Some microscopic aspects of relaxation were studied in thin, intact heart muscles isolated from the right ventricles of rats. Mean sarcomere length (SL) was observed, and changes in SL distribution inferred by light diffraction from 100 to 300 μm regions of the muscle. Direct feedback or programmed stretch and release allowed suitable control of regional SL. When the muscle was isometric, regional sarcomere shortening and lengthening appeared uniform and synchronous throughout a preparation's undamaged, fully striated 1 to 2 mm midlength. When a preparation's cross-sectional area varied, asynchronies in regional relaxation behavior were seen. However, direct control of regional SL produced contractions similar in shape and duration but varying in strength with the amount of muscle in any region.
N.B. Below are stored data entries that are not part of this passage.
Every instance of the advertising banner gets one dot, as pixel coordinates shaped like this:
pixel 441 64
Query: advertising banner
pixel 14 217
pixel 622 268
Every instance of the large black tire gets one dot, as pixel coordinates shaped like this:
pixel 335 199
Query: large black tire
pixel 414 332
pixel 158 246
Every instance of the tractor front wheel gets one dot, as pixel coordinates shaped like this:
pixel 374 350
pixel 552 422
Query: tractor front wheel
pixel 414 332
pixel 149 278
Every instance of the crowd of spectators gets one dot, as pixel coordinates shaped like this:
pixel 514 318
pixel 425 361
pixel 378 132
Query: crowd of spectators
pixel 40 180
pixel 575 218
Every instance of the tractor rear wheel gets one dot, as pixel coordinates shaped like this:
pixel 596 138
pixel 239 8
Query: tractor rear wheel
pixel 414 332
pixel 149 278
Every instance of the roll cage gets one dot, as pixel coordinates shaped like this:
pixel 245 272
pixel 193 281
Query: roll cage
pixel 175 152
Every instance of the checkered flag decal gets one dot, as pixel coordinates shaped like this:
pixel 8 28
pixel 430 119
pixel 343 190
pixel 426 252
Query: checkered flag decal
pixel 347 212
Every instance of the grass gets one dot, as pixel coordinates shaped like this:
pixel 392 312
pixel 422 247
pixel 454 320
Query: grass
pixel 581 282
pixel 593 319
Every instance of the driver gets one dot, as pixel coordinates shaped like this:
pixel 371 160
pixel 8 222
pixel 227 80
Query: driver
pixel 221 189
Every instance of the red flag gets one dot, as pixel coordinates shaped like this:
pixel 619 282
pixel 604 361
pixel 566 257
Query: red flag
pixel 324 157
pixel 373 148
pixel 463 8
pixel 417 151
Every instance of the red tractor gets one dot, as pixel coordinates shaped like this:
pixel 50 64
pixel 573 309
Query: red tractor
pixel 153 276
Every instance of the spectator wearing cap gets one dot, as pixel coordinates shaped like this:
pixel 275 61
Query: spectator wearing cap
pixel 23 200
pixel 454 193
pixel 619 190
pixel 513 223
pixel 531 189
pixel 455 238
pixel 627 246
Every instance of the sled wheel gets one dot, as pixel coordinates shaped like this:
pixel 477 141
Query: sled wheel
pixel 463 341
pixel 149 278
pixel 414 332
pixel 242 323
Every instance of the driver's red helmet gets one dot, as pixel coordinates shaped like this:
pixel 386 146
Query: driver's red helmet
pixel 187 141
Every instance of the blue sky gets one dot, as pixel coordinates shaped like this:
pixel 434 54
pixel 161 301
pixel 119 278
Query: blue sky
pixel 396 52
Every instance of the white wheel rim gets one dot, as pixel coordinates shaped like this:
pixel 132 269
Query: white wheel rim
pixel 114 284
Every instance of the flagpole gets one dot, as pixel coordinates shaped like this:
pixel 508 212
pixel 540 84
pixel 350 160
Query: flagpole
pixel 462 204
Uniformity during shortening and its enhancement during late relaxation agreed well with the observed SL force-velocity behavior. There was most often no direct evidence of increased dispersion when the SL was controlled directly, and contractile tension often fell completely without slowing. Whether measured as (1) the fall of tension at constant SL, or (2) the decrease of sarcomere shortening after a load release, the relative speed of relaxation always slowed at longer SL (2.0<SL<2.4 μm). The length-induced slowing of relaxation sometimes revealed a late, abrupt fall in tension followed by an exponential decay. Neither SL nor activation substantially influenced the shape of the rising phase of contraction when SL was held constant. These results indicate a specific well ordered influence of SL on relaxation dynamics. Like the increment of developed tension, the slowing of relaxation at longer SL may reflect an intrinsic property of the contractile lattice, and this feature may promote contractile uniformity in living heart muscle.